Treasury sanctions network connected to separatist Bosnian leader

WASHINGTON (AP) — A network of people and firms that support the sanctioned president of Bosnia’s Serb-run portion, Milorad Dodik, has been hit with a new round of sanctions.

Treasury’s Office of Foreign Assets Control on Tuesday designated two people and seven companies that provide revenue for Dodik and his family, including his son Igor Dodik.

Treasury says Dodik used his presidency to direct government contracts to a network of private companies that he and his son oversee.

Dodik was initially sanctioned by the U.S. in 2022 when the Biden administration accused him of “corrupt activities” that threatened to destabilize the region and undermine a U.S.-brokered peace accord from more than 25 years ago. A set of sanctions were imposed on a network of people connected to Dodik last October.

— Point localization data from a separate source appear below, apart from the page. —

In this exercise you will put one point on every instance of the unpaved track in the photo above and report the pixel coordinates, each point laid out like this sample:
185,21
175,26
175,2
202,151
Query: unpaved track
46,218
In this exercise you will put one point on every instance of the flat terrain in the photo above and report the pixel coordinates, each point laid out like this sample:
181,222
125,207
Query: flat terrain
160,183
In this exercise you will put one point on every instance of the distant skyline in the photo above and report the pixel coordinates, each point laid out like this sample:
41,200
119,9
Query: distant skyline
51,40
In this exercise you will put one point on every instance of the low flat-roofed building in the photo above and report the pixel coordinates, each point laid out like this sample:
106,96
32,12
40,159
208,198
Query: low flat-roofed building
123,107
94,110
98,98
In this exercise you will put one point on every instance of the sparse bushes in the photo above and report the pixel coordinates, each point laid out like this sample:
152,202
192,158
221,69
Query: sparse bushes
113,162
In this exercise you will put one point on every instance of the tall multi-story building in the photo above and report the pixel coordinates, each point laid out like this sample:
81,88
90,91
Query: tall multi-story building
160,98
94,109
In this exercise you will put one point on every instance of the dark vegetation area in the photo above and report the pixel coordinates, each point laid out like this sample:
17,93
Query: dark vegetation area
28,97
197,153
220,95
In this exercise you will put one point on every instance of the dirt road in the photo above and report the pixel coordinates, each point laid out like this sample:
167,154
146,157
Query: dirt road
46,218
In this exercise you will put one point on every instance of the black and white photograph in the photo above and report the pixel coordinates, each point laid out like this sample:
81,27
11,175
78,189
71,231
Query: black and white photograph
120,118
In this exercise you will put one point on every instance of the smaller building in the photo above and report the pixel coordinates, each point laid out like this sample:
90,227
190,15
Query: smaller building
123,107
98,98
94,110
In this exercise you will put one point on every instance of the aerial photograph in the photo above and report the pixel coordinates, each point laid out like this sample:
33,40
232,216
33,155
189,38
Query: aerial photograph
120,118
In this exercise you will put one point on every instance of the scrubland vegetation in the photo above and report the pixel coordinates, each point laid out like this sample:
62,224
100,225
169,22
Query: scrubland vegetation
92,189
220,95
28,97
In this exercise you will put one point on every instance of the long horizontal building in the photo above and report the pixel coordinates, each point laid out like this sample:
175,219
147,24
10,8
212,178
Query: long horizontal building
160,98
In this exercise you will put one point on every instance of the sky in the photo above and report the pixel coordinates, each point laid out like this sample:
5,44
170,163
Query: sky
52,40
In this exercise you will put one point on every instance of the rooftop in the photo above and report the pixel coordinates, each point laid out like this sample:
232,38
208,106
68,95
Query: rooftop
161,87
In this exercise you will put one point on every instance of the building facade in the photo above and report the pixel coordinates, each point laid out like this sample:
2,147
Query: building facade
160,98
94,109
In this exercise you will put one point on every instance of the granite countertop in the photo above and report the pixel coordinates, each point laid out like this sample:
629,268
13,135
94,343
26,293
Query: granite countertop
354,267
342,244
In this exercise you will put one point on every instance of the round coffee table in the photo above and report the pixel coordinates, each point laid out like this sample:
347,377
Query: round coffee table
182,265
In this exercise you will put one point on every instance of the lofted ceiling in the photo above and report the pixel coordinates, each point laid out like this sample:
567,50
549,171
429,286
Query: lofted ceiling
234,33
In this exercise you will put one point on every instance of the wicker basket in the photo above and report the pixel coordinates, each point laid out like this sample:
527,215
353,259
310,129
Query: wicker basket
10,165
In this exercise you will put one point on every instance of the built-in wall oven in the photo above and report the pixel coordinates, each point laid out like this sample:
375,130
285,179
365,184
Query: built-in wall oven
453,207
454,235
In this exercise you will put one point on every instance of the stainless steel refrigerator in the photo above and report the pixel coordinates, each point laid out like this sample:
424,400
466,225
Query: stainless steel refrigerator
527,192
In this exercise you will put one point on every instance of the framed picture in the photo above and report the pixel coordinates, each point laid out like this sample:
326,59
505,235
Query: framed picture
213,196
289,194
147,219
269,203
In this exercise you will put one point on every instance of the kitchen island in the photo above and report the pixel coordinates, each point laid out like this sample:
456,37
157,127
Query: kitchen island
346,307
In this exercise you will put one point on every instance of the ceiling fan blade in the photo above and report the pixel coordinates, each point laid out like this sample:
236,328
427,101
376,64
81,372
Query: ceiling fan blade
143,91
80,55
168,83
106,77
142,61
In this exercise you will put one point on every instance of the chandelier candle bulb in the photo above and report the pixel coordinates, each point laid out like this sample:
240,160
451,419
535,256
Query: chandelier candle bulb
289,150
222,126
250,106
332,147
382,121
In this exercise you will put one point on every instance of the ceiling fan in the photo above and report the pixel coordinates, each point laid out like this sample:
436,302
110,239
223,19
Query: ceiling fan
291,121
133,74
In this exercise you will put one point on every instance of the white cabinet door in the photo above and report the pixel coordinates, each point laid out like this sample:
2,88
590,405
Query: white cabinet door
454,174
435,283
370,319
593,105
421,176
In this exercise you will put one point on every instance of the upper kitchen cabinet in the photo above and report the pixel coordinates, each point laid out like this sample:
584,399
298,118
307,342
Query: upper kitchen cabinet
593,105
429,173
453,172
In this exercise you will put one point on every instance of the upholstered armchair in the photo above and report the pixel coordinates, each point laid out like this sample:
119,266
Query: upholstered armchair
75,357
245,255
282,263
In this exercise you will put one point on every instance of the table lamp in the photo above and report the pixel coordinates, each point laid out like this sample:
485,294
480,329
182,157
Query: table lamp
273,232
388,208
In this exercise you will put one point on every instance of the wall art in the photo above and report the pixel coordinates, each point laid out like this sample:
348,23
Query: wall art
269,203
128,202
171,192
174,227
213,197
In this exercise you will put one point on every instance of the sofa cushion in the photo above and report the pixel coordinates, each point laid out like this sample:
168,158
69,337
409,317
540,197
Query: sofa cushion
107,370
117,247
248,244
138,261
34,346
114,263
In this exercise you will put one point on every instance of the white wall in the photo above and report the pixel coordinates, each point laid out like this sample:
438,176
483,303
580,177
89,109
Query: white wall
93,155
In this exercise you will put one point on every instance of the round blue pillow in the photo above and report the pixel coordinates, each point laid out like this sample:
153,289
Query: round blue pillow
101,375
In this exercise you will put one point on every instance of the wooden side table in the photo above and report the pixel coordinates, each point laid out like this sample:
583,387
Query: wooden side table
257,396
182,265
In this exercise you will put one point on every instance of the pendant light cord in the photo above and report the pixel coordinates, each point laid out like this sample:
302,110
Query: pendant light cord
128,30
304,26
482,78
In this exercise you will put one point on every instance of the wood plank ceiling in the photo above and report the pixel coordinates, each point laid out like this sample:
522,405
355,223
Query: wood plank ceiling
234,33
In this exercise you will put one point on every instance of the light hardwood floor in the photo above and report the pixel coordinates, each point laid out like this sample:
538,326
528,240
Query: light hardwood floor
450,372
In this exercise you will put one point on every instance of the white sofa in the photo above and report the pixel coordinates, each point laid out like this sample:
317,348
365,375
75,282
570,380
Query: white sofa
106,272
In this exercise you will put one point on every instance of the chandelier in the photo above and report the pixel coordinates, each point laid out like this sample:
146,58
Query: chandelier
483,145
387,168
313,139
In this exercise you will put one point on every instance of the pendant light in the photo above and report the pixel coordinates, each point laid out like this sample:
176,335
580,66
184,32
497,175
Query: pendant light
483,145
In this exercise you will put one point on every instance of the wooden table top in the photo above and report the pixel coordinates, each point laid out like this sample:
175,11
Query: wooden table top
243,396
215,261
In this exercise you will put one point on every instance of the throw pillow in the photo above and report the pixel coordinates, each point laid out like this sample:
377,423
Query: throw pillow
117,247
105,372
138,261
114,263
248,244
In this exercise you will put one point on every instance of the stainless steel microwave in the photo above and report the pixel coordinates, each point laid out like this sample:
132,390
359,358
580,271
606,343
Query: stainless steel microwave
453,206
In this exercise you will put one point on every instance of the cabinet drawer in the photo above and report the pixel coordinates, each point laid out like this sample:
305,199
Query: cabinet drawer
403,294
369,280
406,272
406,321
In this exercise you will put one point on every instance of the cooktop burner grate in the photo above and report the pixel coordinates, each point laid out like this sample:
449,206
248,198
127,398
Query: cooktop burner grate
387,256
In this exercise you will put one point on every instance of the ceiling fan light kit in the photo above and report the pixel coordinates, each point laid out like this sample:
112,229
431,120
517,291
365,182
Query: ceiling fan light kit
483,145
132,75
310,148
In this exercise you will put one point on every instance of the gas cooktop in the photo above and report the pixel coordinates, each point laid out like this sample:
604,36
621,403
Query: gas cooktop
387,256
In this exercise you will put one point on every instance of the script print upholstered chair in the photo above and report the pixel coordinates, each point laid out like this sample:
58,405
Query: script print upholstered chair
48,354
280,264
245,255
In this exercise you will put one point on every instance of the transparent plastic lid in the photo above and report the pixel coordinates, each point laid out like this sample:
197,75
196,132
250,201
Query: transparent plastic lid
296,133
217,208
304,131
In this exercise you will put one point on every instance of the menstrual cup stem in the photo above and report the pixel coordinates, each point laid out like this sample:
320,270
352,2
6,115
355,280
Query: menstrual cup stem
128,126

Dodik, who has been calling for the separation of the Serb entity from the rest of Bosnia for over a decade, has had Russia’s support.

There are widespread fears in the U.S. that Russia is trying to destabilize Bosnia and the rest of the region to shift at least some world attention from its war in Ukraine.

Brian Nelson, Treasury's under secretary for terrorism and financial intelligence said, "We will continue to expose the fraudulent schemes that enable Dodik and his family to exploit their own people for their personal benefit.”


Radul Radovanovic contributed to this report.